Lundi 14 juillet 2008

Aujourd’hui, le programme est assez chargé. Un petit circuit judicieux peut nous permettre d’enchaîner 4 des châteaux de notre abonnement. C’est un peu trop, non ? On n’en fera probablement que 2, c’est bien suffisant, se dit-on en partant. Mais c’est compter sans l’enthousiasme familial pour les châteaux, et notre collectionnite aigüe de tampons !

Nous pensions ne pas nous arrêter à Corgarff, qui n’est pas bien grand. Mais il était sur la route, alors autant voir à quoi il ressemble, au moins, nous disions-nous.

La route en question était la A939 (sur laquelle on peut remarquer des dizaines de lapins écrasés… ), que nous avons empruntée depuis Grantown-on-Spey. Une très jolie route comme on les aime : tranquille, au milieu de hautes collines désertes et pelées, parsemées de moutons.

Et au détour d’une descente, nous apercevons soudain un bâtiment étrange au milieu de nulle part, tout blanc. Une sorte de mini-forteresse entourée d’une enceinte en forme d’étoile. Mon mari le surnomme le « fort mexicain » ! L’endroit est follement photogénique, entre herbe verte, ciel bleu, et moutons blancs.

Le petit parking de ce « château » très particulier ne compte que 2 voitures. Il nous fait un peu pitié, et il nous intrigue. Allez, allons le visiter, ce ne sera pas très long ! En sortant de la voiture, on se rend compte qu’il y a un vent terrible. Ma jupe s’envole à tout va, et les cheveux de tous en font de même. Pas si facile de monter ainsi jusqu’au château. Le petit chemin nous semble long, mais des moutons nous accompagnent.

La vue extérieure est magnifique : cette peinture blanche ressort merveilleusement bien sur ce fond vert et bleu, et la forme géométrique simple du bâtiment contraste avec le désert sauvage qui l’entoure. On se demande bien d’où sort cette petite forteresse.

Contrairement à ce qui est annoncé dans le guide officiel (et sur le site web), la gardienne ferme le château à l’heure du déjeuner, attention ! Nous arrivons tout juste 1/4h avant l’heure du lunch ; on se dépêche donc de faire notre petit tour. Ce n’est pas bien grand, de toutes façons.

Son enceinte est en forme d’étoile, constellée de fentes de tir. Le sol est couvert de pierres comme un galetage. C’est assez étrange.

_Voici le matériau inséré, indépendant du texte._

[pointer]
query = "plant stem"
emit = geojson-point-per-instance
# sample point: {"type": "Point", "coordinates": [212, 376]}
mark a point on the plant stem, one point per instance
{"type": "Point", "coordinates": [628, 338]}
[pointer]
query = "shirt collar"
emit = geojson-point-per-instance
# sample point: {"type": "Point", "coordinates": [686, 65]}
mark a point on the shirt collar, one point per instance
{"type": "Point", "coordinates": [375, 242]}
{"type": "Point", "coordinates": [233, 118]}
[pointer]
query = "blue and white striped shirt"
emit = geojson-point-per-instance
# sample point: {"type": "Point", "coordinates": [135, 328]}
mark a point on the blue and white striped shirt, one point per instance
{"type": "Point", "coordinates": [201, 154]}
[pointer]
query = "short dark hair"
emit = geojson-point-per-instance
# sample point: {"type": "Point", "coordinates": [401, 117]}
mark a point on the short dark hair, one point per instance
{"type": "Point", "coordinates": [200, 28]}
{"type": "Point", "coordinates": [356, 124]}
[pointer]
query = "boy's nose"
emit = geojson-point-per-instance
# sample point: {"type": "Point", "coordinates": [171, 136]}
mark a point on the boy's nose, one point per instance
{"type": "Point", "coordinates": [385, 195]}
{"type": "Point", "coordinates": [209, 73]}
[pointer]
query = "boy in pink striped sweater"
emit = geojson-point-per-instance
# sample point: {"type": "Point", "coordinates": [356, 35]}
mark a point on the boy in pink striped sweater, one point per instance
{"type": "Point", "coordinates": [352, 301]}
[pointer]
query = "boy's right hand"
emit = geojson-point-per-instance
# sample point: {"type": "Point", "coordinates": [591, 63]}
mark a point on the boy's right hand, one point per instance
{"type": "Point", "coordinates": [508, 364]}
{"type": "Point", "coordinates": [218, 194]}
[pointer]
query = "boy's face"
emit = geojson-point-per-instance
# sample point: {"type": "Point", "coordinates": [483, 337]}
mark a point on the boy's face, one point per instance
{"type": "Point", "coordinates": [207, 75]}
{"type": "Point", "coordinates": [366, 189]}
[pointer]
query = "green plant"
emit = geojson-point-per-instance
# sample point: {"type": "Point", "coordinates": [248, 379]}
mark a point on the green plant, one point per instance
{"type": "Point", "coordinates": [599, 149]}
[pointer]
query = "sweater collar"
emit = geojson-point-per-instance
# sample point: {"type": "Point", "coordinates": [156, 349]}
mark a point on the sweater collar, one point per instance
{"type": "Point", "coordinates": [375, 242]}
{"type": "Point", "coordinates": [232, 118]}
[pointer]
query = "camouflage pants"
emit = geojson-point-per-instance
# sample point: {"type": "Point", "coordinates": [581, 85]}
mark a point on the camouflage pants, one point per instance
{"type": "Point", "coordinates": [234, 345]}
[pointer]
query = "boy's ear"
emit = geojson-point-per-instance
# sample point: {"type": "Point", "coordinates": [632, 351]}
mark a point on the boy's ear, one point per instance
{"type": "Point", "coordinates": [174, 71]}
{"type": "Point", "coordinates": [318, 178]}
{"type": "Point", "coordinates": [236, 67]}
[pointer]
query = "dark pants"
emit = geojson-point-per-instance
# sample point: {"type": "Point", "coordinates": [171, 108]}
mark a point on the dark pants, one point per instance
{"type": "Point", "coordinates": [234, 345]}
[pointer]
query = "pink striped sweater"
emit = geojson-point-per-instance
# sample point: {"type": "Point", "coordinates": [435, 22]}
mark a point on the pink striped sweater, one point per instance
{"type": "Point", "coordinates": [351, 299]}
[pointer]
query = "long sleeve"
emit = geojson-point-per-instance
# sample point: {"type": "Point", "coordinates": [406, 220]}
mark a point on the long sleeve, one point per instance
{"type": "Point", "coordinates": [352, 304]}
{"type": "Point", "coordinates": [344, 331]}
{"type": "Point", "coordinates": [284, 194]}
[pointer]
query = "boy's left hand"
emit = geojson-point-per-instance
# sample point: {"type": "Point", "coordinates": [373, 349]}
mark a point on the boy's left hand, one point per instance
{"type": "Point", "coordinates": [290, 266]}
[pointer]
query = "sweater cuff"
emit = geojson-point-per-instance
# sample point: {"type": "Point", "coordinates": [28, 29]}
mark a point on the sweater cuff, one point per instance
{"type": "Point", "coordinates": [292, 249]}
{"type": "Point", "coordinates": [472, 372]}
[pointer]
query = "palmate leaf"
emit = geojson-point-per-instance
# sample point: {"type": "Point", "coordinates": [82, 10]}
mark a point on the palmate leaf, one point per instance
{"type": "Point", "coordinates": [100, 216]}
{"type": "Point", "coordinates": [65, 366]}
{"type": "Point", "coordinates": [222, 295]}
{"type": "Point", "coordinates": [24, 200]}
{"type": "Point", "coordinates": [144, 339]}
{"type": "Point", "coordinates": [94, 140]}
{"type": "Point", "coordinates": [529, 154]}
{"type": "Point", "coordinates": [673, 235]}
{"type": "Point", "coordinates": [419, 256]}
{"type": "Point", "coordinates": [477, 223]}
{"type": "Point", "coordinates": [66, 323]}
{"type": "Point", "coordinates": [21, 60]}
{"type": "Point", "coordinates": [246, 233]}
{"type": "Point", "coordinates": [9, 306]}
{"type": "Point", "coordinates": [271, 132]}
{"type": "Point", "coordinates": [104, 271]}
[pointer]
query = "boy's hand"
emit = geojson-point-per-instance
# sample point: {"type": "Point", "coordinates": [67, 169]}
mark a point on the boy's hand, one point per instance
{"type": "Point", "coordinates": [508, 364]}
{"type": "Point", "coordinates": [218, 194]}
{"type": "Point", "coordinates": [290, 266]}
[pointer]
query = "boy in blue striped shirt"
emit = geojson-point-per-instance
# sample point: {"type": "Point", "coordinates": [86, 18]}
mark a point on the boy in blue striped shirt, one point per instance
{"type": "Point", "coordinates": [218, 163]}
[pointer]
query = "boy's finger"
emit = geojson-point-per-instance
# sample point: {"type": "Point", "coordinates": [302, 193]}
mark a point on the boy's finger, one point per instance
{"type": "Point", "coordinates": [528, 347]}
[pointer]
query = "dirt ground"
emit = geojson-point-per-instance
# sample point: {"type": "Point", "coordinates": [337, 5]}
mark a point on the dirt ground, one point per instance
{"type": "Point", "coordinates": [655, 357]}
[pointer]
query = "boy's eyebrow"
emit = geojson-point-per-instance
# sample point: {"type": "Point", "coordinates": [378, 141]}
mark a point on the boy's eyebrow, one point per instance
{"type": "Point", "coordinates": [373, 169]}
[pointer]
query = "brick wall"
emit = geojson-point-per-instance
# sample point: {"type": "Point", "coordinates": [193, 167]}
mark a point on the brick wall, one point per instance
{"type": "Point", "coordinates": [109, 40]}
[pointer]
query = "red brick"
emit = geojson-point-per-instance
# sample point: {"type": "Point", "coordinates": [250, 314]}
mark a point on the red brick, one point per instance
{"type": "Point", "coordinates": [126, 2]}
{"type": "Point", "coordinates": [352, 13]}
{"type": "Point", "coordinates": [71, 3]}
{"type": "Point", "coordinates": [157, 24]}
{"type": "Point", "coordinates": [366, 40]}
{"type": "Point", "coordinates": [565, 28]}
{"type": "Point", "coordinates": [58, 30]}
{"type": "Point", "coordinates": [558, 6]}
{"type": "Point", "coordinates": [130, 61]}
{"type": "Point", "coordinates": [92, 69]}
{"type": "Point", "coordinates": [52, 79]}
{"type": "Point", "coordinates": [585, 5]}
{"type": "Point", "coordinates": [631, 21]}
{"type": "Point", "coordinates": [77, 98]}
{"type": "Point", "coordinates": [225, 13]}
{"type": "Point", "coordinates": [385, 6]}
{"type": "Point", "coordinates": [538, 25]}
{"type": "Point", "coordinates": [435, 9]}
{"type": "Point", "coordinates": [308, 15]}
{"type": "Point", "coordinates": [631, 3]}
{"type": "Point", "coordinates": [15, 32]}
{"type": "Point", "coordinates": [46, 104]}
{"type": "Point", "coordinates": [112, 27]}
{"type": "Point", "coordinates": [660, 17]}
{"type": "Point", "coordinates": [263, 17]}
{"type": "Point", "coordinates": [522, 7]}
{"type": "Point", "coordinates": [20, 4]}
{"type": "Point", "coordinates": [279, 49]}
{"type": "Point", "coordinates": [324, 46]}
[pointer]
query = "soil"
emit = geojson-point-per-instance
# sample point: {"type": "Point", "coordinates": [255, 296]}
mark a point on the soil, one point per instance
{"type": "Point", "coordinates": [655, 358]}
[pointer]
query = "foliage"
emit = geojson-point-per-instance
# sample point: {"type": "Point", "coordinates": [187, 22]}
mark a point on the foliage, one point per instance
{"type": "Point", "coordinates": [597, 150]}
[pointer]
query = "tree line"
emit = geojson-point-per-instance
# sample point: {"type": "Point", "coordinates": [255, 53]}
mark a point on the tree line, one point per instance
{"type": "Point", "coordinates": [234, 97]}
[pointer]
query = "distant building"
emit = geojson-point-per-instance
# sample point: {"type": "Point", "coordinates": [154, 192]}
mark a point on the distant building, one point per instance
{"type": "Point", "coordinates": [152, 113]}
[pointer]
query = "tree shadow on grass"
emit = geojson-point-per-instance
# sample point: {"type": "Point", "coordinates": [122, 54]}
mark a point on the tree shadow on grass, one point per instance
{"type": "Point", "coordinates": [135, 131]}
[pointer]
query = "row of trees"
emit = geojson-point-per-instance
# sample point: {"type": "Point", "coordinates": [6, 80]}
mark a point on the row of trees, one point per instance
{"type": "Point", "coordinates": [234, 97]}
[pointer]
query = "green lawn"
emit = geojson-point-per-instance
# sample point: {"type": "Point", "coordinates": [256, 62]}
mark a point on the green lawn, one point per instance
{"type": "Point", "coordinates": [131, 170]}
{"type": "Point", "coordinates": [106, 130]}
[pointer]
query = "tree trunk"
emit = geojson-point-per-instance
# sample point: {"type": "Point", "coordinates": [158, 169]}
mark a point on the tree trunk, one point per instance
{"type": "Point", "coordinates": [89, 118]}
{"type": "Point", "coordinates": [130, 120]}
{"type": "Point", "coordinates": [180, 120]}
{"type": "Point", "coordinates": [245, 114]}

L’intérieur du bâtiment lui-même est petit, et n’est pas extraordinaire. Ils ont cependant réalisé une petite mise en scène  figurant l’installation de la petite garnison qui a vécu là durant la deuxième moitié du 18ème siècle. Voici leur dortoir, où l’on peut remarquer au plafond des inscriptions qui ont été faites à la chandelle par les soldats.

Du haut de la tour, on peut très bien observer… les moutons.

Un quiz en anglais est proposé aux enfants pour agrémenter le parcours. Des panneaux explicatifs sur la vie de la garnison sont en effet présents dans le château. Le quiz n’est pas facile ! Et nous sommes déçus car on ne nous donne aucune récompense alors que nous n’avons fait que 2 erreurs (dues à un manque de vocabulaire) sur une vingtaine de questions. Dommage. Mais c’était intéressant.

En résumé, un château qui sort du lot habituel, et que nous avons finalement beaucoup aimé ! Pour en savoir plus sur l’histoire mouvementée de ce lieu, il y a une page complète sur Undiscovered Scotland, dont le texte est quasiment le même que sur Wikipedia, qui est traduit ici.

Notre tampon-souvenir :

Nous repartons vers Kildrummy, mais la gardienne de Corgarff nous a prévenus que l’heure du lunch frappait là-bas aussi. Elle nous a donc conseillé de faire d’abord un tour à Glenbuchat, car c’est une ruine en accès libre.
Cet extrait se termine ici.